Remanded for resentencing; otherwise affirmed.


This case is before us on remand from the Supreme Court, which vacated our prior decision, State v. Russell, 200 Or App 725, 117 P3d 301 (2005) (Russell I), in light of State v. Ramirez, 343 Or 505, 173 P3d 817 (2007), adh'd to as modified on recons, 344 Or 195, 179 P3d 673 (2008), and State v. Fults, 343 Or 515, 173 P3d 822 (2007).  State v. Russell, 345 Or 316, 195 P3d 63 (2008).  In Russell I, we vacated defendant's sentences and remanded for resentencing because the trial court had imposed a departure sentence based on judicial findings.  That factfinding constituted plain error, and we exercised our discretion to correct it.  The issue before us on remand is whether, in light of Ramirez and Fults, we properly exercised our discretion under Ailes v. Portland Meadows, Inc., 312 Or 376, 381-82, 823 P2d 956 (1991).  We conclude that our exercise of discretion in Russell I was proper.  Accordingly, we again remand for resentencing.

Defendant was convicted of first-degree burglary, and the trial court imposed a durational departure sentence of 68 months' imprisonment.  The court identified defendant's persistent involvement in similar offenses and the fact that he was on probation at the time he committed his current offense as departure factors, and specified that either would have been sufficient to support its decision to impose a departure sentence.

On this record, we cannot conclude that there is no legitimate debate that the jury would have found either of the departure factors identified by the trial court because the record reveals nothing about defendant's criminal history.  See Ramirez, 343 Or at 513 (setting out "legitimate debate" standard for exercise of discretion to review unpreserved challenges to departure sentences based on judicial findings of fact).  The only representation of defendant's criminal history that the prosecutor made at sentencing was that "defendant has a lot of recent criminal history.  He just seems to keep going and going.  I don't know what the answers are to turn him around."  As we explained in State v. Williams, 225 Or App 325, 328-29, 201 P3d 267 (2009), under State v. Bray, 342 Or 711, 724, 160 P3d 983 (2007), there is no legitimate debate that a jury would have found a defendant to have been persistently involved in similar offenses where the number and frequency of the defendant's prior convictions compels the inference that his or her criminal behavior has been "persistent."  Because the record in this case does not disclose the number, the date, or the nature of defendant's "recent criminal history," or if that criminal history produced any convictions, we cannot say that the jury necessarily would have drawn the inference of persistence required by Bray.

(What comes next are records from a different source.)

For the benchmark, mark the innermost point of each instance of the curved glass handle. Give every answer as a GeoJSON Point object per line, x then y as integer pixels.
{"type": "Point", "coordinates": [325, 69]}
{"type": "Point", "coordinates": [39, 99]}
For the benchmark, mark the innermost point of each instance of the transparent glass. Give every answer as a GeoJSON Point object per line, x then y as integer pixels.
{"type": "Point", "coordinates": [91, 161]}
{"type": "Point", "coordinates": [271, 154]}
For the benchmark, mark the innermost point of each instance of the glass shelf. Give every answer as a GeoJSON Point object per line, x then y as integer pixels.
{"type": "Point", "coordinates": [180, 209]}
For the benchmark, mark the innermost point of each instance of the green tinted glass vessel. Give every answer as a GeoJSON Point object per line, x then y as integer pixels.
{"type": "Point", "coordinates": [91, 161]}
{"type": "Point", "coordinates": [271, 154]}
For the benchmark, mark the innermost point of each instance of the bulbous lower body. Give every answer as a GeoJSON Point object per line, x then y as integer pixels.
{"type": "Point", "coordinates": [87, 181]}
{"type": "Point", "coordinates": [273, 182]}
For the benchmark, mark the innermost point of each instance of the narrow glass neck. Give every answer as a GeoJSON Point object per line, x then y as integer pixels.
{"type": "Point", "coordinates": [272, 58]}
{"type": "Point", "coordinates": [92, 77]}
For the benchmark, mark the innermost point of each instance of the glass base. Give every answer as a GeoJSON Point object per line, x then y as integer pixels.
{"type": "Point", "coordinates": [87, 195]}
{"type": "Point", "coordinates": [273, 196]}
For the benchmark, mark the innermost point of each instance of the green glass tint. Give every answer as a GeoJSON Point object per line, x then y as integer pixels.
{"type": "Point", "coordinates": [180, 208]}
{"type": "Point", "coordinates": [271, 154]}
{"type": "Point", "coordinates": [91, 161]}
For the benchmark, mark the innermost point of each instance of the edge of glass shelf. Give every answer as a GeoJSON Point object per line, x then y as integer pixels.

With regard to the second departure factor, although defense counsel conceded at sentencing that defendant was on probation at the time he committed his current offense, as we explained in State v. Allen, 198 Or App 392, 396, 108 P3d 651, adh'd to as clarified on recons, 202 Or App 565, 123 P3d 331 (2005), rev den, 342 Or 46 (2006), an upward departure sentence based on a defendant's supervisory status "requires further inferences about the malevolent quality of the offender and the failure of his [supervisory] status to serve as an effective deterrent," inferences which must be based on evidence of the defendant's individual characteristics adduced at trial or sentencing.  The record in this case is devoid of such evidence.  It follows that we cannot conclude that there is no legitimate debate that the jury would have found the departure factor.

We exercise our discretion to correct the trial court's error in this case for two reasons.  First, as discussed, there is a legitimate debate regarding whether a jury would have found either of the departure factors the court relied on.  Second, the gravity of the error in this case is not trivial.  Ailes, 312 Or at 382 n 6.  Imposition of the departure sentence increased defendant's term of incarceration by 38 months.  Accordingly, we remand for resentencing.

Remanded for resentencing; otherwise affirmed.